Returns a JaggedShape from the provided dimensions.

Example:
  # Creates a scalar shape (i.e. no dimension).
  kd.shapes.new()  # -> JaggedShape()

  # Creates a 3-dimensional shape with all uniform dimensions.
  kd.shapes.new(2, 3, 1)  # -> JaggedShape(2, 3, 1)

  # Creates a 3-dimensional shape with 2 sub-values in the first dimension.
  #
  # The second dimension is jagged with 2 values. The first value in the
  # second dimension has 2 sub-values, and the second value has 1 sub-value.
  #
  # The third dimension is jagged with 3 values. The first value in the third
  # dimension has 1 sub-value, the second has 2 sub-values, and the third has
  # 3 sub-values.
  kd.shapes.new(2, [2, 1], [1, 2, 3])
      # -> JaggedShape(2, [2, 1], [1, 2, 3])

Args:
  *dimensions: A combination of Edges and DataSlices representing the
    dimensions of the JaggedShape. Edges are used as is, while DataSlices are
    treated as sizes. DataItems (of ints) are interpreted as uniform
    dimensions which have the same child size for all parent elements.
    DataSlices (of ints) are interpreted as a list of sizes, where `ds[i]` is
    the child size of parent `i`. Only rank-0 or rank-1 int DataSlices are
    supported.

kd.shapes.rank(shape)

Alias for kd.shapes.ndim

kd.shapes.reshape(x, shape)

Aliases:

Returns a DataSlice with the provided shape.

Examples:
  x = kd.slice([1, 2, 3, 4])

  # Using a shape.
  kd.reshape(x, kd.shapes.new(2, 2))  # -> kd.slice([[1, 2], [3, 4]])
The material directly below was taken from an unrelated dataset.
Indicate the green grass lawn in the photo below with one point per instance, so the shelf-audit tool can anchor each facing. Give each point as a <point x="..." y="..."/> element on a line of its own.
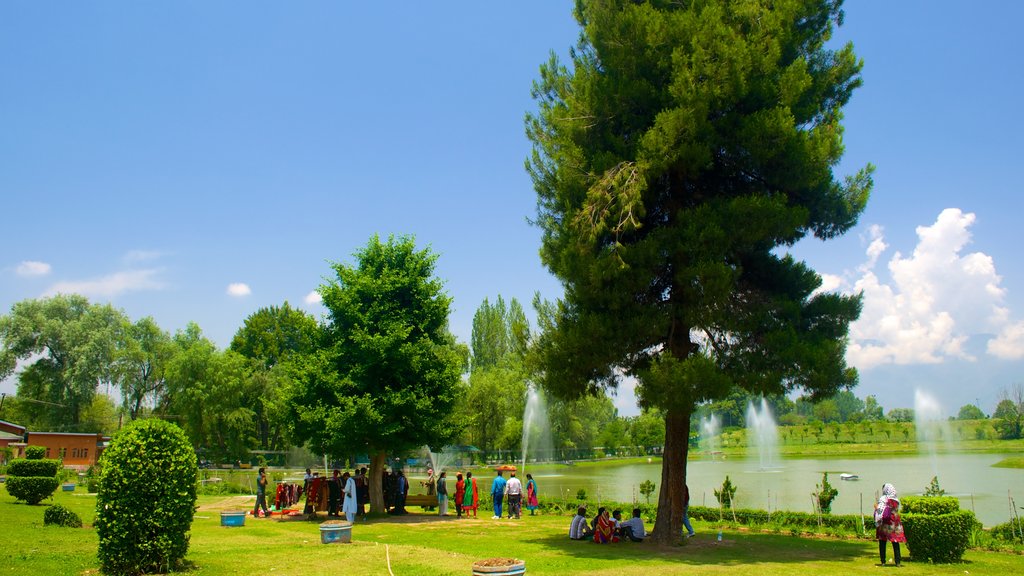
<point x="429" y="545"/>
  # Using a tuple of sizes.
  kd.reshape(x, kd.tuple(2, 2))  # -> kd.slice([[1, 2], [3, 4]])

  # Using a tuple of sizes and a placeholder dimension.
  kd.reshape(x, kd.tuple(-1, 2))  # -> kd.slice([[1, 2], [3, 4]])

  # Using a tuple of sizes and a placeholder dimension.
  kd.reshape(x, kd.tuple(-1, 2))  # -> kd.slice([[1, 2], [3, 4]])
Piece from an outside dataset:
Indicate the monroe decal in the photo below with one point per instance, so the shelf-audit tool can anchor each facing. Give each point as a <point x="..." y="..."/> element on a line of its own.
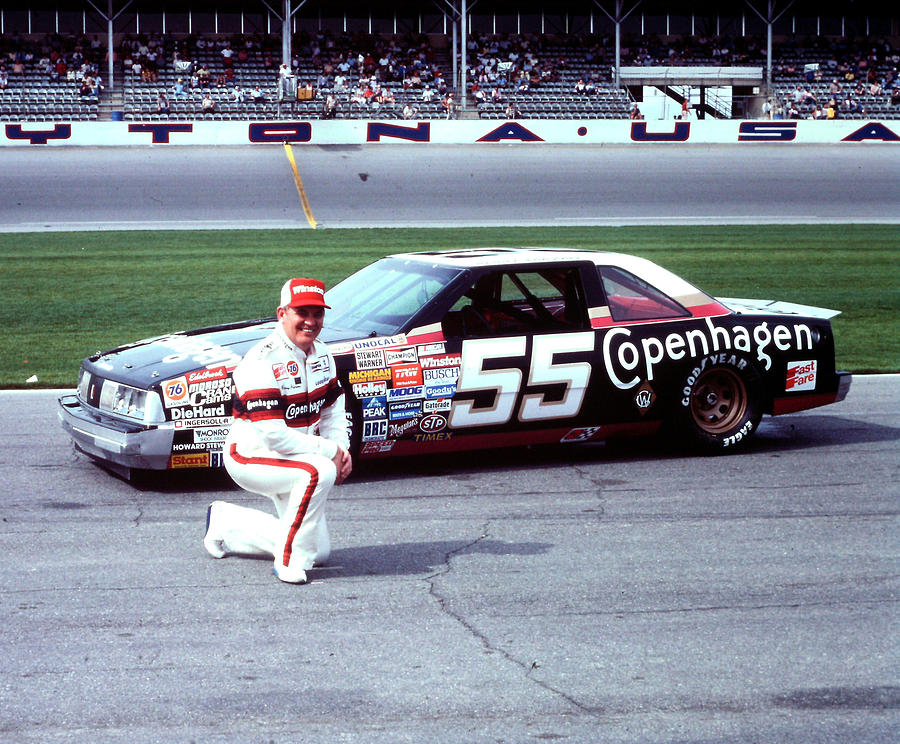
<point x="628" y="362"/>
  # Using a tuple of slices and a placeholder dimension.
  kd.reshape(x, kd.tuple(-1, kd.slice([3, 1])))
      # -> kd.slice([[1, 2, 3], [4]])

  # Reshaping a scalar.
  kd.reshape(1, kd.tuple(1, 1))  # -> kd.slice([[1]])

  # Reshaping an empty slice.
  kd.reshape(kd.slice([]), kd.tuple(2, 0))  # -> kd.slice([[], []])

Args:
  x: a DataSlice.
  shape: a JaggedShape or a tuple of dimensions that forms a shape through
    `kd.shapes.new`, with additional support for a `-1` placeholder dimension.

kd.shapes.reshape_as(x, shape_from)

Aliases:

Returns a DataSlice x reshaped to the shape of DataSlice shape_from.

kd.shapes.size(shape)

Returns the total number of elements the jagged shape represents.